I'm designing a prefixed variable length integer.
Rust has methods for counting leading and trailing ones and zeros: https://doc.rust-lang.org/std/primitive.u64.html#method.leading_zeros
Is there any difference in the efficiency of these methods on x86_64, arm32 and arm64?
e.g. If counting trailing ones is faster than trailing zeros, I will use xxxx0111 instead of xxxx1000 for the length encoding byte (for three following bytes, in this example).

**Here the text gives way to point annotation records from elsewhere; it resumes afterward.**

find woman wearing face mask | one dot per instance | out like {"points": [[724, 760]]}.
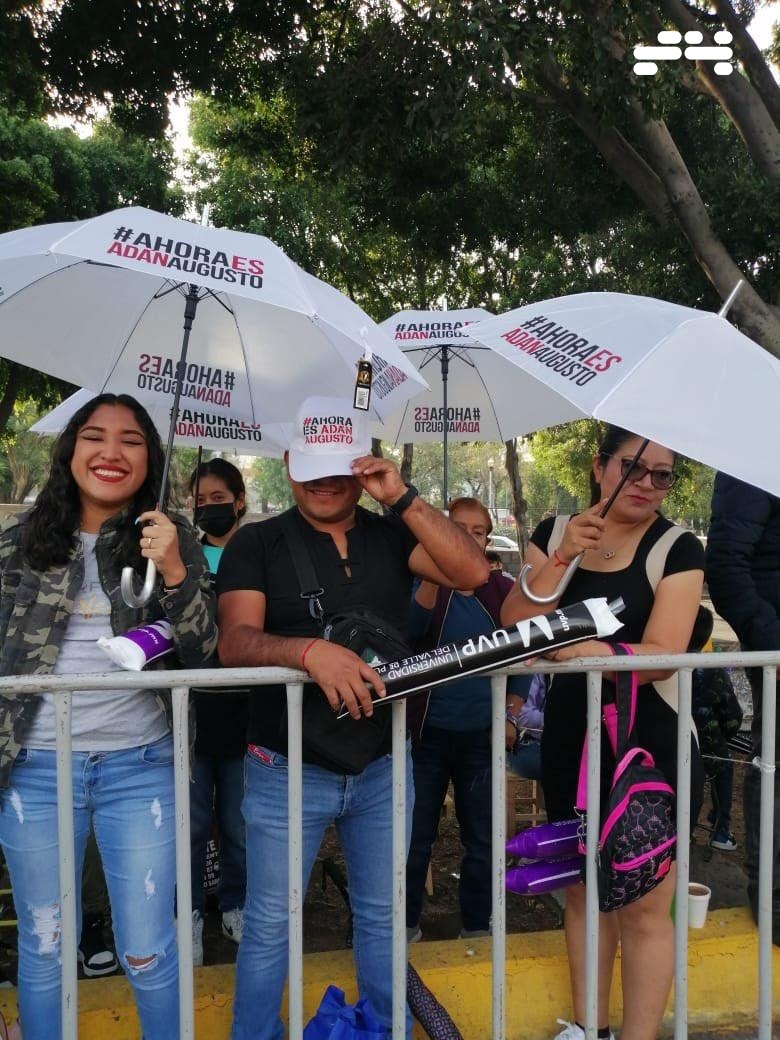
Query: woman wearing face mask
{"points": [[221, 718]]}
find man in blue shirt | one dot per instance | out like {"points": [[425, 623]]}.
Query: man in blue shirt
{"points": [[452, 734]]}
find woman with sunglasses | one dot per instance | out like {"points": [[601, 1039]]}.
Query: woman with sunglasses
{"points": [[661, 591]]}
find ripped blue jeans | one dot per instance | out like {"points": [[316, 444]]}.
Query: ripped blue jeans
{"points": [[128, 798]]}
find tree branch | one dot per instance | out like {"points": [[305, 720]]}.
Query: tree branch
{"points": [[10, 392], [752, 313], [755, 63], [738, 99]]}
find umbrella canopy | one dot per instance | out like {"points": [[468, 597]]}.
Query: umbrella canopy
{"points": [[472, 378], [99, 303], [195, 427], [682, 378]]}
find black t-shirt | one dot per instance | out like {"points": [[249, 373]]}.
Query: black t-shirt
{"points": [[258, 559], [631, 581], [566, 705]]}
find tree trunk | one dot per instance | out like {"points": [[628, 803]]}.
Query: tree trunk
{"points": [[755, 65], [752, 313], [519, 504], [407, 463], [10, 392]]}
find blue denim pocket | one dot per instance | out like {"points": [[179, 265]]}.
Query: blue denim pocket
{"points": [[159, 753]]}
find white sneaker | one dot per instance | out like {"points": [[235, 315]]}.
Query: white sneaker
{"points": [[572, 1032], [197, 939], [233, 924]]}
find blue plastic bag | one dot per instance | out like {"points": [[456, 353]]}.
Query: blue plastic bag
{"points": [[337, 1020]]}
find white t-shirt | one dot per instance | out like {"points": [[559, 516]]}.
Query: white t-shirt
{"points": [[105, 720]]}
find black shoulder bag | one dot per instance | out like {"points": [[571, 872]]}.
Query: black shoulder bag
{"points": [[346, 745]]}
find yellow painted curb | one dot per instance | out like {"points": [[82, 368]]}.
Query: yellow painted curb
{"points": [[723, 987]]}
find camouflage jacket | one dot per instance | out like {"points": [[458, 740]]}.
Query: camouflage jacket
{"points": [[35, 607]]}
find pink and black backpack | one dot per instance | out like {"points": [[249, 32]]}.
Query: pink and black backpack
{"points": [[638, 834]]}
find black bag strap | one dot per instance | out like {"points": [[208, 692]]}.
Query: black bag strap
{"points": [[625, 703], [311, 590]]}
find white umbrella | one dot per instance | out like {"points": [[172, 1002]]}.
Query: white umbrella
{"points": [[195, 427], [682, 378], [470, 384], [100, 303]]}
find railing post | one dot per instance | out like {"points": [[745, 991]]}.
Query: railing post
{"points": [[399, 868], [294, 858], [69, 939], [765, 851], [594, 815], [498, 823], [180, 699], [683, 853]]}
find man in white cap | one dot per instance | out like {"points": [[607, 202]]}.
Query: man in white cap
{"points": [[361, 560]]}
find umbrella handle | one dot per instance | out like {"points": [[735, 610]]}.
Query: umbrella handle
{"points": [[565, 579], [127, 586]]}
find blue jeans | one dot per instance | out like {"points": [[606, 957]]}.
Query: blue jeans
{"points": [[128, 798], [217, 787], [361, 808], [463, 757]]}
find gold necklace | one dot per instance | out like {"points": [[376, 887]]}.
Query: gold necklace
{"points": [[611, 553]]}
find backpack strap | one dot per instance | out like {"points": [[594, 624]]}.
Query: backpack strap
{"points": [[656, 557], [619, 720], [556, 535], [302, 562]]}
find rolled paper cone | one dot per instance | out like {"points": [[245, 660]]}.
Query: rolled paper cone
{"points": [[139, 646], [592, 619], [546, 876]]}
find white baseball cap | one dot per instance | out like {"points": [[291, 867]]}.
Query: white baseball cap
{"points": [[329, 434]]}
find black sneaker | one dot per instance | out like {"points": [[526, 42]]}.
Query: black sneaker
{"points": [[96, 955]]}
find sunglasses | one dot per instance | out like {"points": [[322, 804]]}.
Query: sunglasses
{"points": [[661, 479]]}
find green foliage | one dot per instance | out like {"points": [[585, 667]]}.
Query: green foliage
{"points": [[25, 458], [268, 479]]}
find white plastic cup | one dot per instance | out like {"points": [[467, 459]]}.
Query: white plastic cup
{"points": [[698, 901]]}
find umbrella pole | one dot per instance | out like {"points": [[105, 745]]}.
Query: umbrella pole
{"points": [[189, 312], [127, 585], [198, 479], [444, 378], [569, 572]]}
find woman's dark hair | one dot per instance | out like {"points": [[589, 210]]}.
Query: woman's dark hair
{"points": [[51, 531], [612, 442], [457, 503], [228, 473]]}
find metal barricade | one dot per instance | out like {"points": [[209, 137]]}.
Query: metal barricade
{"points": [[180, 681]]}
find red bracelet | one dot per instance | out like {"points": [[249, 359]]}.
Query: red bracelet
{"points": [[559, 561], [306, 651]]}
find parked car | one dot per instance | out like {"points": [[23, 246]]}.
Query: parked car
{"points": [[502, 544]]}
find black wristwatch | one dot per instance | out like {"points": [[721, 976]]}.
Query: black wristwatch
{"points": [[399, 508]]}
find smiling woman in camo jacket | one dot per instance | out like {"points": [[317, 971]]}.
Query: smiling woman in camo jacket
{"points": [[59, 575]]}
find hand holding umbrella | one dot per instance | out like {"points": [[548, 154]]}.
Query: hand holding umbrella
{"points": [[159, 544]]}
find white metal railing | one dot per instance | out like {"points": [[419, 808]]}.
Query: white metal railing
{"points": [[180, 681]]}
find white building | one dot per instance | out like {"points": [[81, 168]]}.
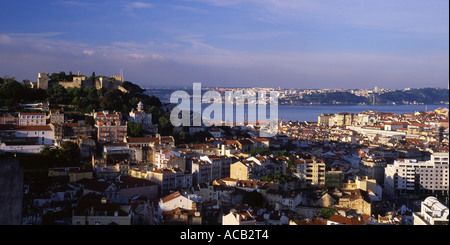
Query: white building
{"points": [[432, 212], [141, 117], [408, 176], [32, 119], [162, 157], [238, 218], [176, 200], [25, 139]]}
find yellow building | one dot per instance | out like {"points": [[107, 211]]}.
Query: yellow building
{"points": [[357, 200], [94, 210], [244, 170]]}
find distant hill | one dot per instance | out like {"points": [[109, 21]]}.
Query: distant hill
{"points": [[421, 95]]}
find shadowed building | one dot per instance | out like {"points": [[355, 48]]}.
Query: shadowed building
{"points": [[11, 192]]}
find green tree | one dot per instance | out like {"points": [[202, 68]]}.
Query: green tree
{"points": [[12, 90], [165, 126], [253, 199], [135, 129], [326, 213]]}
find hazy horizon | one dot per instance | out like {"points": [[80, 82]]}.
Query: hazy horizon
{"points": [[347, 44]]}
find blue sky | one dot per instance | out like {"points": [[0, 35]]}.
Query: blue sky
{"points": [[251, 43]]}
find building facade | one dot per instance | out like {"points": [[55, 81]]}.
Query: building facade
{"points": [[408, 176]]}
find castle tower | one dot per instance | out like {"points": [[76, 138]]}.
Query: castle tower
{"points": [[42, 81]]}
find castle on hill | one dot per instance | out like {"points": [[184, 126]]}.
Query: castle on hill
{"points": [[80, 81]]}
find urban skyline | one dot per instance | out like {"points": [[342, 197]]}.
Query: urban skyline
{"points": [[291, 44]]}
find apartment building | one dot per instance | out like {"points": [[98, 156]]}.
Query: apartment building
{"points": [[432, 212], [373, 167], [311, 171], [110, 127], [409, 176], [32, 119], [245, 170]]}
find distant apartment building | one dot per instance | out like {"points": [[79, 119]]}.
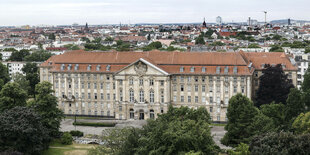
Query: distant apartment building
{"points": [[140, 85]]}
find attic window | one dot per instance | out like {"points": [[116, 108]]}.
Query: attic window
{"points": [[203, 69], [76, 67], [98, 67], [226, 70], [89, 67], [218, 70], [235, 70], [192, 69], [182, 69], [108, 68], [69, 67], [62, 67]]}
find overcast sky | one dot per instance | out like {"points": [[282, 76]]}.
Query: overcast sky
{"points": [[56, 12]]}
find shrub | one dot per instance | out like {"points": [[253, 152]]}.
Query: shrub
{"points": [[77, 133], [66, 138], [102, 124], [284, 143]]}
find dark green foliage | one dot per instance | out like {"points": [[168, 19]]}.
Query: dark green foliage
{"points": [[240, 113], [38, 56], [46, 105], [276, 112], [179, 131], [19, 55], [11, 96], [4, 75], [32, 75], [294, 105], [77, 133], [101, 124], [283, 143], [21, 130], [66, 138], [302, 123], [274, 86]]}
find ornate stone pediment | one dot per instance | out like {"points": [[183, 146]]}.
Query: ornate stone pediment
{"points": [[140, 68]]}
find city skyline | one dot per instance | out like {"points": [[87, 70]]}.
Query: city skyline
{"points": [[95, 12]]}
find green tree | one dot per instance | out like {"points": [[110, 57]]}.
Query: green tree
{"points": [[4, 75], [19, 55], [31, 70], [274, 86], [46, 105], [294, 105], [21, 130], [66, 138], [284, 143], [301, 124], [240, 113], [11, 96]]}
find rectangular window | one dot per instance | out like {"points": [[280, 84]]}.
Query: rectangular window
{"points": [[182, 98], [151, 82], [196, 99], [189, 100]]}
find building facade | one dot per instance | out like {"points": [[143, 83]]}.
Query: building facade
{"points": [[140, 85]]}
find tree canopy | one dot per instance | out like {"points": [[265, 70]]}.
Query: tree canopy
{"points": [[240, 114], [273, 86]]}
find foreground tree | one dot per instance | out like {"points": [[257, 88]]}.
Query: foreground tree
{"points": [[240, 113], [46, 106], [284, 143], [11, 96], [179, 131], [274, 86], [21, 130], [302, 123]]}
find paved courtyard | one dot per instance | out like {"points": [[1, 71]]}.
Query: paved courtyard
{"points": [[66, 125]]}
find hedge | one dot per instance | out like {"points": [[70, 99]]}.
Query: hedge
{"points": [[94, 124]]}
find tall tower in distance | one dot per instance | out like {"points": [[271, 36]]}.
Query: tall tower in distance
{"points": [[219, 20]]}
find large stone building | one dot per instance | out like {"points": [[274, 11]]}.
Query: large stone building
{"points": [[140, 85]]}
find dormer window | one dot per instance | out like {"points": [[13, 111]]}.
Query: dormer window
{"points": [[226, 69], [218, 70], [76, 67], [192, 69], [98, 67], [89, 67], [62, 67], [235, 70], [203, 69], [182, 69], [69, 67], [108, 68]]}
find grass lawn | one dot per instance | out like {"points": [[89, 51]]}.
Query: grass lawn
{"points": [[57, 148]]}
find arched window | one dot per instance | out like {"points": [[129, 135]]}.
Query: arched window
{"points": [[131, 95], [131, 114], [152, 115], [151, 96], [141, 96]]}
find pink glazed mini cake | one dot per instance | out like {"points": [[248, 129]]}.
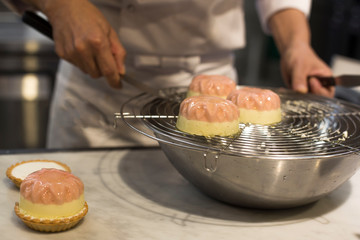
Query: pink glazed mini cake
{"points": [[51, 200], [213, 85], [208, 116], [256, 105]]}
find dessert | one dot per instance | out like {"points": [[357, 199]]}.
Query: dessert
{"points": [[51, 200], [208, 116], [19, 171], [256, 105], [214, 85]]}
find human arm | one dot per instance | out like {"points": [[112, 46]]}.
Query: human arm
{"points": [[291, 33], [84, 37]]}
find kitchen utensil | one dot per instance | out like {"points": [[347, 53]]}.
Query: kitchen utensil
{"points": [[342, 80], [43, 26], [310, 153]]}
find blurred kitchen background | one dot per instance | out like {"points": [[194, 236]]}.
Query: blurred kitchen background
{"points": [[28, 64]]}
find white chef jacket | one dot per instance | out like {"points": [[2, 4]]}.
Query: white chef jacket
{"points": [[167, 43]]}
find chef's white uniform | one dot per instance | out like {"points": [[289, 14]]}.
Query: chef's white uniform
{"points": [[167, 43]]}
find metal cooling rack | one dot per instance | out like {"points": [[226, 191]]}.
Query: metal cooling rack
{"points": [[311, 126]]}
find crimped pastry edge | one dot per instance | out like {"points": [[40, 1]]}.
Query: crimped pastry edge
{"points": [[51, 225]]}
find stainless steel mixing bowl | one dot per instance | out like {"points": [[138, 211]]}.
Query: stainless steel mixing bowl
{"points": [[259, 182], [310, 153]]}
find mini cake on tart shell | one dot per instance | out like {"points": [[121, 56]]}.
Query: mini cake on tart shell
{"points": [[208, 116], [51, 200], [213, 85], [256, 105]]}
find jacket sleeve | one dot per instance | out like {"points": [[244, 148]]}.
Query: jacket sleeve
{"points": [[266, 8], [17, 6]]}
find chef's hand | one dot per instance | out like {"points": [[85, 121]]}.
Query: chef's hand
{"points": [[298, 60], [85, 38]]}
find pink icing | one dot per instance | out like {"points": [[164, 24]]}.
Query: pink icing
{"points": [[216, 85], [209, 109], [255, 99], [51, 186]]}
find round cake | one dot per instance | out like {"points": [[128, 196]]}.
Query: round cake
{"points": [[213, 85], [256, 105], [51, 200], [208, 116]]}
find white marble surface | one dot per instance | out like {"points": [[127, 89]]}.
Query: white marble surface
{"points": [[137, 194]]}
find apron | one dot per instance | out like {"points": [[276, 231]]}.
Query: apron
{"points": [[165, 47]]}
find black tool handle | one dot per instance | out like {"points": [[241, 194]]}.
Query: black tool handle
{"points": [[39, 23]]}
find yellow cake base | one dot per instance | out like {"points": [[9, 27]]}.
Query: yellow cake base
{"points": [[51, 225], [260, 117], [207, 129]]}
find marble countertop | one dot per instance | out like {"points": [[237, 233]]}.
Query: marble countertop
{"points": [[137, 194]]}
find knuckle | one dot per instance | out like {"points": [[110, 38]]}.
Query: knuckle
{"points": [[79, 46], [97, 42]]}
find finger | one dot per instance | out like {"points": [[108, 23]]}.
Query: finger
{"points": [[107, 65], [118, 51], [86, 59], [318, 89], [299, 80]]}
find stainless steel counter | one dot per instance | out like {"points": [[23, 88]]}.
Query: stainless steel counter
{"points": [[137, 194]]}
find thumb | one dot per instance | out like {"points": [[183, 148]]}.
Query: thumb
{"points": [[118, 51]]}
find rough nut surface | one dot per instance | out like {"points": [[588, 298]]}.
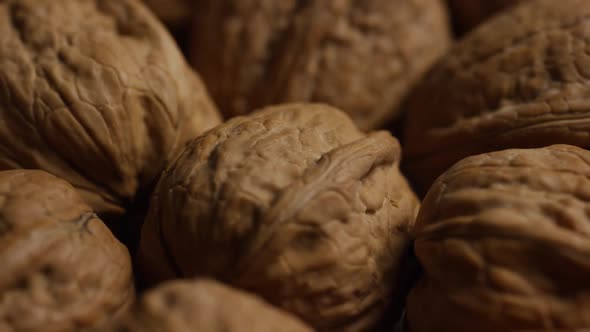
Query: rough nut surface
{"points": [[204, 305], [504, 240], [62, 269], [469, 13], [292, 202], [361, 56], [94, 92], [520, 80]]}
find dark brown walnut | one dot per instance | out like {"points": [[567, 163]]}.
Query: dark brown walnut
{"points": [[292, 202], [520, 80], [175, 13], [361, 56], [204, 305], [62, 269], [469, 13], [504, 240], [94, 92]]}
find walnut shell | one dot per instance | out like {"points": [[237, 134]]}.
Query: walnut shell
{"points": [[292, 202], [96, 93], [360, 56], [504, 240], [62, 269], [518, 81], [469, 13], [204, 305]]}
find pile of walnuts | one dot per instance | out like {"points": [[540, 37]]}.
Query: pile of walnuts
{"points": [[257, 186]]}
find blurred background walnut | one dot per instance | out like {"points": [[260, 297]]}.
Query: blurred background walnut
{"points": [[360, 56], [467, 14], [504, 239], [204, 305], [95, 92], [62, 269], [521, 80], [176, 14], [292, 202]]}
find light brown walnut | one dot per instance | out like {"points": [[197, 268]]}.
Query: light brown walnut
{"points": [[361, 56], [504, 240], [292, 202], [207, 306], [521, 80], [468, 14], [94, 92], [62, 269]]}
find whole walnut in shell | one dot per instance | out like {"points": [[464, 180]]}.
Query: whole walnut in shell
{"points": [[469, 13], [62, 269], [96, 93], [361, 56], [504, 240], [292, 202], [520, 80], [204, 305]]}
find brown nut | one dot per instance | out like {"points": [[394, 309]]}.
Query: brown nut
{"points": [[292, 202], [504, 240], [62, 269], [360, 56], [204, 305], [96, 93], [469, 13], [519, 81]]}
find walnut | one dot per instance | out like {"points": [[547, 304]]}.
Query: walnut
{"points": [[204, 305], [360, 56], [94, 92], [292, 202], [62, 269], [504, 240], [469, 13], [518, 81]]}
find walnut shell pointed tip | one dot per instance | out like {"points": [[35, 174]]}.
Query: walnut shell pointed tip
{"points": [[294, 203]]}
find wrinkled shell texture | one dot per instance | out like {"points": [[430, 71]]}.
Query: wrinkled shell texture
{"points": [[504, 239], [293, 203], [520, 80], [175, 13], [358, 55], [62, 269], [469, 13], [189, 306], [94, 92]]}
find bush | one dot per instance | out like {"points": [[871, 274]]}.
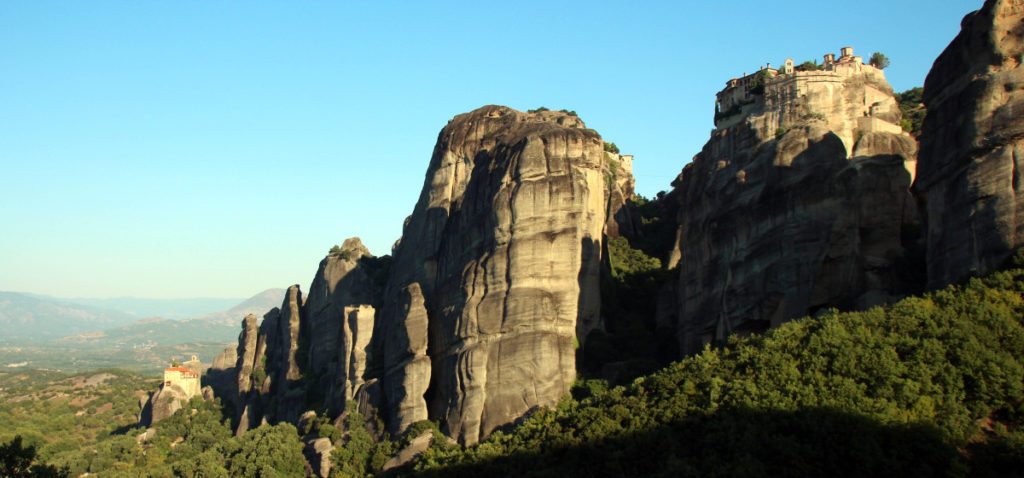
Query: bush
{"points": [[894, 391]]}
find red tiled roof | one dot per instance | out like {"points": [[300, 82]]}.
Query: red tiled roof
{"points": [[181, 370]]}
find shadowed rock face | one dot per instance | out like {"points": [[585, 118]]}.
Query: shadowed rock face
{"points": [[475, 319], [343, 281], [971, 144], [802, 205], [271, 359], [497, 271]]}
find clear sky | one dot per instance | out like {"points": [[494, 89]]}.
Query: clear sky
{"points": [[216, 148]]}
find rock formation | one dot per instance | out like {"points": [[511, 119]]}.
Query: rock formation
{"points": [[800, 201], [180, 384], [340, 314], [497, 272], [475, 320], [971, 144]]}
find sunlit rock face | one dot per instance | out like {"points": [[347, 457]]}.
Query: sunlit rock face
{"points": [[972, 143], [800, 201], [497, 272]]}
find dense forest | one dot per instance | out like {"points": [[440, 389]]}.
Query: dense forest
{"points": [[930, 386]]}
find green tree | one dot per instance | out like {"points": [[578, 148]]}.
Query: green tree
{"points": [[18, 461], [268, 451]]}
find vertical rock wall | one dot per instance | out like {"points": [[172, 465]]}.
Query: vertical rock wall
{"points": [[972, 143], [800, 203], [497, 271]]}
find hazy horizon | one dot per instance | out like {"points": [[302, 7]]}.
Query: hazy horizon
{"points": [[216, 149]]}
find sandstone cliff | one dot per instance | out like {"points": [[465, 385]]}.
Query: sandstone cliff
{"points": [[340, 311], [971, 145], [800, 201], [476, 318], [497, 272]]}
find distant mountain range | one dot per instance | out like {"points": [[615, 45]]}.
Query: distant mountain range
{"points": [[33, 318], [177, 309], [27, 317]]}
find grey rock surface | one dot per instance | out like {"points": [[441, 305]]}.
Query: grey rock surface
{"points": [[971, 146], [799, 204], [497, 272]]}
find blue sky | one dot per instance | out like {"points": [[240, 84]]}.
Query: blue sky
{"points": [[216, 148]]}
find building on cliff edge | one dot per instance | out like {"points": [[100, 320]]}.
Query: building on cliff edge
{"points": [[185, 377], [786, 90]]}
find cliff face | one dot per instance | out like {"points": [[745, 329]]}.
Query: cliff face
{"points": [[497, 272], [972, 143], [800, 201], [340, 310], [475, 319], [268, 372]]}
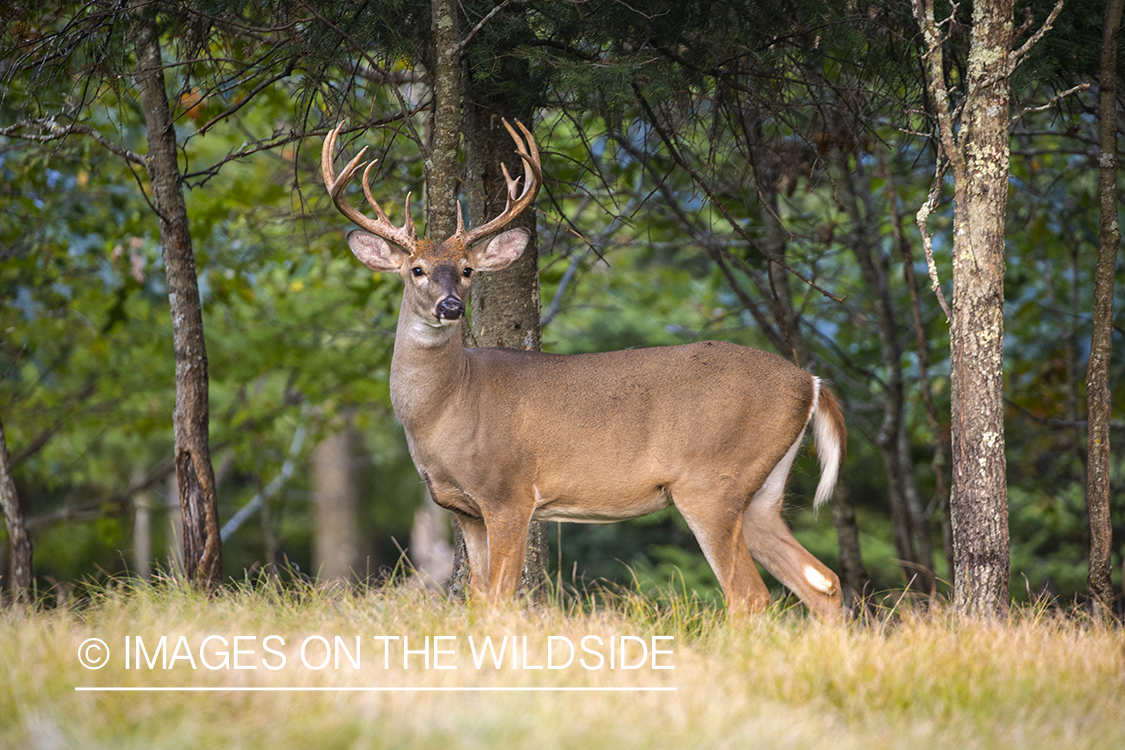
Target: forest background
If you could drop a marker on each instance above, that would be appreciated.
(712, 171)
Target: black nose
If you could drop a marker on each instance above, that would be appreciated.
(450, 308)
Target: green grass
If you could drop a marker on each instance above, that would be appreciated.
(1040, 679)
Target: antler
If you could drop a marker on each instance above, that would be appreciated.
(515, 205)
(403, 236)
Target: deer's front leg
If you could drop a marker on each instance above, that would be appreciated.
(507, 541)
(476, 548)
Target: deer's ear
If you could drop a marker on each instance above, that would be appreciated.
(375, 252)
(502, 250)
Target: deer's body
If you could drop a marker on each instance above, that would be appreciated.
(503, 436)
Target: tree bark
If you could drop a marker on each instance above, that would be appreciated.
(19, 543)
(195, 475)
(505, 309)
(979, 154)
(1099, 577)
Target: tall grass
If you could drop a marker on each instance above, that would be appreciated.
(1041, 679)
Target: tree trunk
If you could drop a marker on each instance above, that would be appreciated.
(195, 475)
(979, 499)
(19, 543)
(978, 150)
(505, 305)
(1099, 577)
(910, 533)
(335, 497)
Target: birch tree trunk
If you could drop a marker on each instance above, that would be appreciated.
(1099, 581)
(195, 475)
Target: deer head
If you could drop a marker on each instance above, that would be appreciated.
(437, 273)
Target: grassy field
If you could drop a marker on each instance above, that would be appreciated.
(1041, 679)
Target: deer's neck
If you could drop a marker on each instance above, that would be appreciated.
(425, 369)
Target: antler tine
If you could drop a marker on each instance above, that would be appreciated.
(404, 236)
(516, 200)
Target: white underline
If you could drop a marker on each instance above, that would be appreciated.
(375, 689)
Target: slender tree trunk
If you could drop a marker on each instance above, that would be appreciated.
(939, 461)
(19, 543)
(195, 475)
(505, 305)
(335, 496)
(979, 500)
(1099, 581)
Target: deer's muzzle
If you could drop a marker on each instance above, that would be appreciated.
(450, 308)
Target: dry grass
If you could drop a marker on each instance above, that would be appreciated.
(1038, 680)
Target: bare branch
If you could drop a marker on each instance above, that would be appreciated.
(1018, 55)
(1054, 100)
(52, 130)
(927, 243)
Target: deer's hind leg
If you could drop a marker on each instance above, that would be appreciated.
(717, 520)
(772, 544)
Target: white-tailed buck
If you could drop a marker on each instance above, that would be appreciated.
(505, 436)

Counting trailing zeros is faster than trailing ones on all 3 ISAs: x86*, ARM, AArch64. They all provide zero-counting instructions like x86 bsf (find the lowest set bit) or x86 BMI1 tzcnt (Trailing Zero Count). Counting leading/trailing ones in a runtime-variable would require negating the input.
ARM / AArch64 provide a leading-zero count, but the best option for trailing-zero is rbit / clz to bit-reverse (since ARMv6t2 or ARMv7). https://godbolt.org/z/Yr7eac. Before that, compilers have to isolate the lowest set bit with x & -x, count leading zeros of that, and take 31-clz(x&-x).
(On x86, counting leading zeros is most efficient with BMI1. Without it, bsr can give you position of the highest set bit, so the compiler needs 31-bsr(x) to implement clz. On AMD CPUs, bsf / bsr are significantly slower than their tzcnt / lzcnt counterparts, so if possible it's good to compile with -march=native or whatever the Rust equivalent is.)
On AMD Zen, lzcnt is 1 uop, tzcnt is 2 uops. https://uops.info/ Presumably the extra uop is either bit-reverse or isolate lowest set bit with x & -x, but either way generating something to feed to the lzcnt hardware.
Related fun fact: looping over the set bits to find their positions is often best done with x = blsr(x) as the loop-carried dependency, x &= x-1, and independently bit-scan each result for the set bit. So there isn't a bit-scan and shift in the critical path latency of the loop.
Related: Set the leading zero bits in any size integer C++ bsr/bsf and tzcnt performance on historical x86 CPUs.